By Suzanne Sparrow Watson
One of the highlights of our yearly trips to the Central Coast of California is visiting the quaint town of Arroyo Grande. Located between San Luis Obispo and Santa Maria, it looks like any other modern town when viewed from Highway 101. In other words, you see a Trader Joe’s, In ‘n Out, and the ubiquitous Walmart. But Arroyo Grande is actually as unique and colorful a town as you’ll find anywhere. Starting with the chickens.

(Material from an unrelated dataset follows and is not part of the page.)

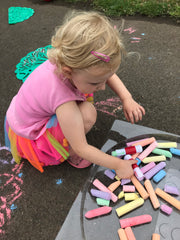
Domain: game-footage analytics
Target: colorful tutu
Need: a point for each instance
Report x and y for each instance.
(51, 148)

Grand Avenue is the Main Street in town and is filled with Victorian buildings and cute shops selling items both old and new. There is even a life-sized Elvis statue outside the guitar store and just about everyone stops to pose for a picture with the King of Rock. Gina’s is our favorite restaurant, serving Italian food with friendly service. And nothing is more fun than wine tasting at Phantom Rivers wines, which is in an old Victorian house with a beautiful lawn outside. You can while away the afternoon with a sandwich from the deli next door, a glass of wine, and watch the people and chickens go by. CHICKENS?? Yep – if you spend more than ten minutes strolling the downtown streets one thing will become very apparent – there are a lot of chickens in Arroyo Grande. But why? Well, according to a city representative (who, for good reason wished to remain anonymous) there have been chickens and roosters wandering around town longer than anyone can remember. Do they cause problems? Well, “If a rooster gets rowdy and tries to attack visitors, we have to take care of the problem.” Which I think means that several of the restaurants in town have chicken as their “special” that night. She said that roosters are welcome in town, but they have to act nice with guests. They are not allowed to terrorize, attack or challenge you to a dual for sidewalk rights.
As you wander the village in search of roosters, you’ll notice them everywhere. They are down by the creek, in the back parking lot of the storefronts, and occasionally crossing the street. You’ll notice the “Chickens Crossing” signs throughout the village. They DO have the right of way. Cars will stop and wait for them to slowly stroll across the busy streets. At nearly every boutique, home furnishings or antiques store there are tributes to the roosters and chickens on everything from cards and hand painted artwork, to kitchen towels and antique porcelain trinkets to take home as souvenirs.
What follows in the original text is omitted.